プリンスリーグ関東2部所属の西武台は3回戦の武蔵越生戦が初戦。41分にFW竹内奏海(3年)のゴールで先制したが、後半にセットプレーから追いつかれ、勝負はPK戦にもつれ込んだ。

中断前最後のリーグ戦となった第6節の桐光学園戦では終盤のビッグセーブでチームの連敗を止めた松田だが、「あの時はよかったんですけど、その前までの節で、自分がミスで負けていたので、0-0じゃダメだなって思って、勝ちにやっぱり自分が貢献しなきゃ、いままでの分っていうのは取り返せない。これでもしリーグ戦にまた戻ってしまったらっていう考えた時に、やっぱり自分が1回どこかでチームを救っておかなきゃっていう気はしたので、PKになってもそこはそんなにプレッシャーっていうよりかは、やってやろうっていう気になりました」と話す。

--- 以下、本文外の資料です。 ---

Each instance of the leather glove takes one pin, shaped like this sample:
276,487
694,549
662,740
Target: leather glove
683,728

1本目のストップは仲間のおかげだという。187cmの長身守護神は手を伸ばせばゴールを覆い隠してしまいそうな迫力がある。しかし、「結構自分PKは得意じゃなかったんです」。特に横に思い切って飛んだ際の太ももあたりに来るボールが「どうしても止められなかった」と語る。

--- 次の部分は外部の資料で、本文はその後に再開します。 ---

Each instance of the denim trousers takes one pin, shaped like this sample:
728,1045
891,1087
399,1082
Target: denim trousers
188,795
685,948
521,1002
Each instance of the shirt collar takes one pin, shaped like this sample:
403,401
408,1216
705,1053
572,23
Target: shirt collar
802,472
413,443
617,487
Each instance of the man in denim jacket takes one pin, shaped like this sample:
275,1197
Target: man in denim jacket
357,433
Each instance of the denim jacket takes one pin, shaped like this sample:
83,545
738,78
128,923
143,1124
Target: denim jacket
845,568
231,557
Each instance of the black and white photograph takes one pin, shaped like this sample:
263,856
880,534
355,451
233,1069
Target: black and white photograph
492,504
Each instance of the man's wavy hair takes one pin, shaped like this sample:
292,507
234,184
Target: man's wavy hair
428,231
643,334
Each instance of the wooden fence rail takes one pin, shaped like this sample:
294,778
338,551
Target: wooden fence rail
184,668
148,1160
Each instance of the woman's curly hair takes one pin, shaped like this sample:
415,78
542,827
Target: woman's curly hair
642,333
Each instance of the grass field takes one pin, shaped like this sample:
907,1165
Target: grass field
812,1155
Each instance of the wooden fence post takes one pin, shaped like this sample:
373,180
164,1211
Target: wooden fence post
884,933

弱点を克服すべく、仲間に蹴り込んでもらいながらPK練習。また、同じキーパーチームの岡島諒太(3年)、吉川修貴(3年)とともに前日まで「どう対応すべきだったか」を話し合い。「上の足を持ってきて、頑張って足で防ごうというのを話していたので、それがぴったり来たっていう感じです」。実際1本目はこれまで止められなかった太ももあたりのボールが来た中で左足を上に上げて狙い通りのストップをしてみせた松田は「(仲間たちに)感謝です」と笑顔を見せた。

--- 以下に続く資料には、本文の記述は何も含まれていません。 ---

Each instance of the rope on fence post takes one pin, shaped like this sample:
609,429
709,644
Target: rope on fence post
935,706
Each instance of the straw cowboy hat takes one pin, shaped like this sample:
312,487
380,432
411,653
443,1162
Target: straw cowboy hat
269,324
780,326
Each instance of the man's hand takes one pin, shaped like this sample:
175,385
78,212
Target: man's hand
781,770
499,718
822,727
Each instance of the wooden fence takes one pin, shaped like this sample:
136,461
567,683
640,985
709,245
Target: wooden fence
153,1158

その後再び同スコアとなり、これを決められればサドンデスという5本目。「あの1本はもう本当に正直自分でも何本目か覚えていなくて」と話すが、「サドンデスに行っても自分たちが先行だったので、仲間は絶対決めてくれるので、何本目であろうとも1本止めれば勝ちっていうのは自分の頭の中にあって、どこかで絶対1本止めてやろうっていう気はありました」。自分が止めればチームは負けない。その自信を持って再び右に飛んで勝利を決めるストップ。「もう1本あるのかなって思って、ちょっと喜ぶのか、一瞬迷ったんですけど、みんなが来た時に「あっ、終わったんだな」って」。仲間の祝福を浴びた守護神が、チームに63日ぶりの白星をもたらした。

FC東京U-15むさしの出身。中学からキーパーを始め、3年次にはサブだったものの、日本クラブユース選手権大会優勝を経験した。当時守護神を務めていたGK小林脩晃(帝京長岡3年)について以前、「やっぱり自分に火をつけてくれるというか、自分の一番の目標」と話していた。

「やっぱり小林がPKがうまかったので、あいつを見習おうと思って。インハイが始まる前に何本か小林選手が受けたPKを見てて、結構フォームとかは小林選手を真似してたんです。やっぱり、そうしたら力は貸してくれましたね。あいつが。帝京長岡がインハイ決まったので、そこでも自分も頑張んなきゃなって火はついたので、力は借りてるのかなっていう感じはしました」(松田)

小林の帝京長岡は一足早くインターハイ切符を獲得。常に自分の心に刺激を与え、火をつけてくれる存在と全国の舞台で今度は並び立ち、戦うためにも、西武台の守護神としてチームを支える。